Through the Emory University Department of Psychiatry and Behavioral Sciences at Grady Hospital, we have a program called The Grady Nia Project. 'Nia' is a Kwanzaa term that stands for 'purpose.' The program is for low income African-American women who are in domestic violence relationships and have attempted suicide. These women may have been abused physically, sexually, or emotionally.
Oftentimes the abuse makes them feel badly about themselves, helpless and hopeless, and it often gets so bad that they feel that only way out of the situation is to try to kill themselves or to end their lives. So when the women come to the hospital, we meet with them, we begin to form a meaningful relationship with them, we evaluate them, learn about how they're doing, their psychological symptoms, their substance abuse problems, difficulties with coping. And we also learn about their strengths, and their resources, and their resilience -- what's good about them and how they cope effectively in life.
Then we offer them one of two group therapy programs.
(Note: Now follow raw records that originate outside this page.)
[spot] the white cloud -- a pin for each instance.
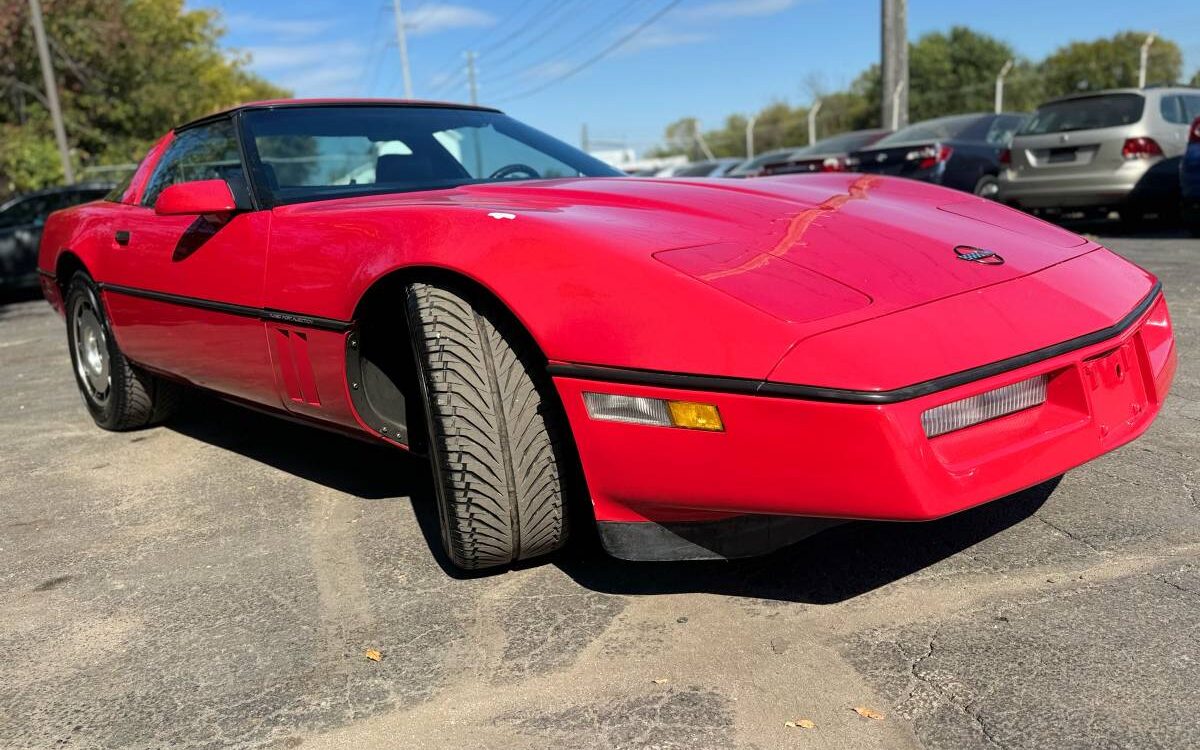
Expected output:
(721, 10)
(437, 18)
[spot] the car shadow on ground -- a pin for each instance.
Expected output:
(835, 565)
(11, 297)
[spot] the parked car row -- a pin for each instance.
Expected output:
(1135, 151)
(1189, 179)
(1108, 151)
(21, 229)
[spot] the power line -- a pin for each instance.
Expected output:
(591, 31)
(544, 21)
(454, 75)
(604, 53)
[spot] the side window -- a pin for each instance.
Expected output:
(1173, 109)
(1191, 106)
(202, 153)
(1001, 131)
(481, 151)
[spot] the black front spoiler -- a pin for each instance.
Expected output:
(707, 540)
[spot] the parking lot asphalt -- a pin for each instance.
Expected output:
(215, 582)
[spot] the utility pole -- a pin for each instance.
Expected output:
(813, 121)
(402, 42)
(1145, 60)
(52, 89)
(699, 137)
(471, 78)
(895, 64)
(1000, 85)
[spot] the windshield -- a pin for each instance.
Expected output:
(845, 142)
(779, 155)
(942, 129)
(1086, 113)
(312, 153)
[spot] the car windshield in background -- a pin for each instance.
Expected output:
(942, 129)
(1085, 113)
(844, 143)
(313, 153)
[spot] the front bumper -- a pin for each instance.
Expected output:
(825, 459)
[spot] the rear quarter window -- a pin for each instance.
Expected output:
(1086, 113)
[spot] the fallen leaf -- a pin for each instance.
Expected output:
(867, 713)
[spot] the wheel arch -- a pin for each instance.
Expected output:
(381, 365)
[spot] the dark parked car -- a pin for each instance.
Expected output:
(959, 151)
(753, 167)
(826, 155)
(712, 168)
(21, 228)
(1189, 179)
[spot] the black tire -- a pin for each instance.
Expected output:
(988, 187)
(133, 399)
(495, 431)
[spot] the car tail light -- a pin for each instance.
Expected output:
(990, 405)
(657, 412)
(1140, 148)
(929, 156)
One is the support intervention where they come to a weekly support group, and with the other members of the group and the therapists, they talk about their lives, and they receive support and guidance.
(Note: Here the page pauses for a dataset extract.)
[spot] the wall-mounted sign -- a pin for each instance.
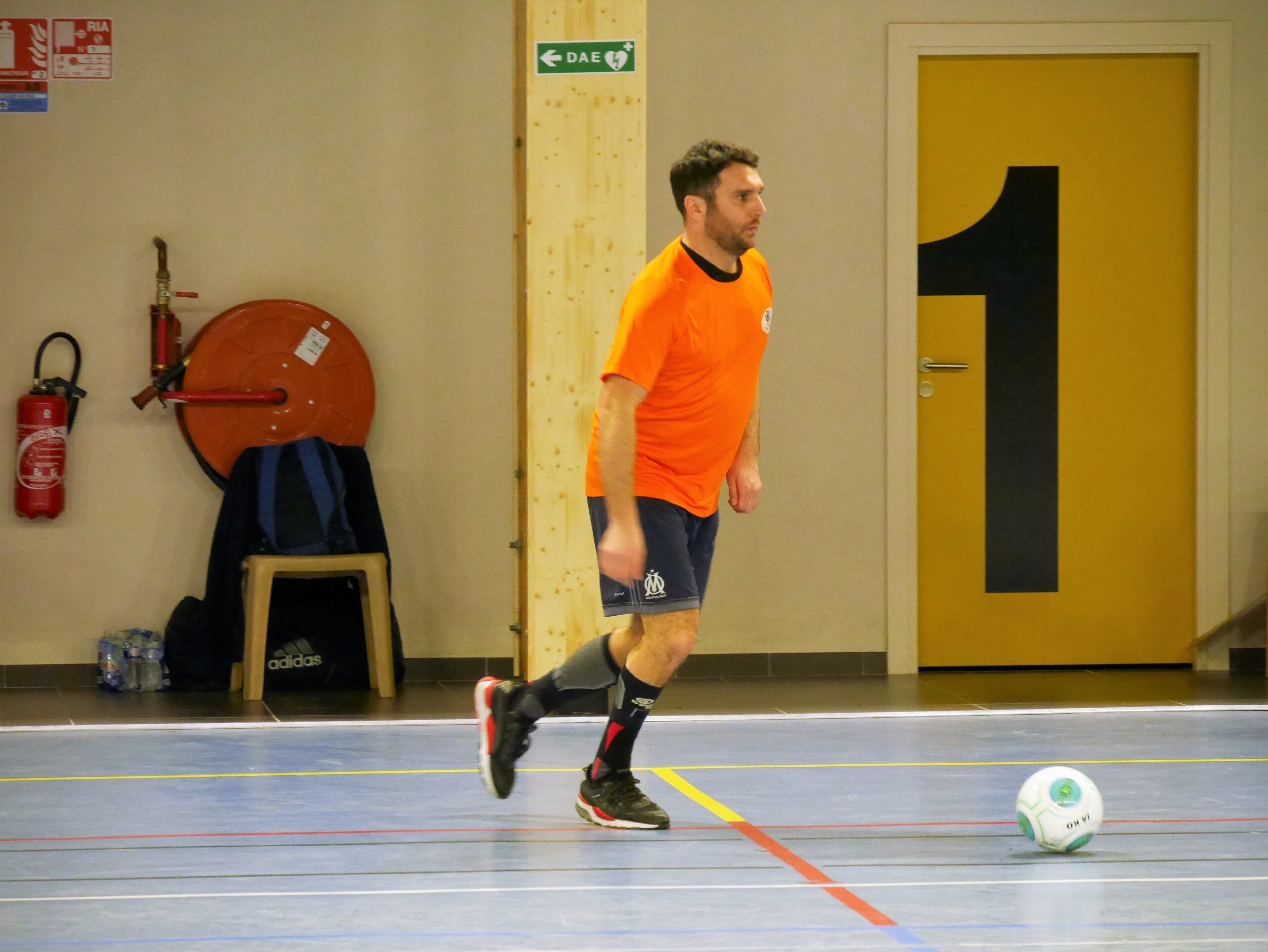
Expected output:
(83, 50)
(586, 56)
(23, 66)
The other is a psycho-educational program where we provide the women with education and information about suicide, domestic violence, effective strategies for coping, positive ways to build self-esteem, ways to enhance their social support networks, and ways to access more effectively resources in their environment. Through the psycho-educational program, women also have a chance to talk about what's going on in their lives, what's been stressful to them, and they engage in activities that help them learn their new skills. We found that the psycho-educational program has been linked with women having better self-esteem, being less depressed, less suicidal, and more able to get out of abusive relationships.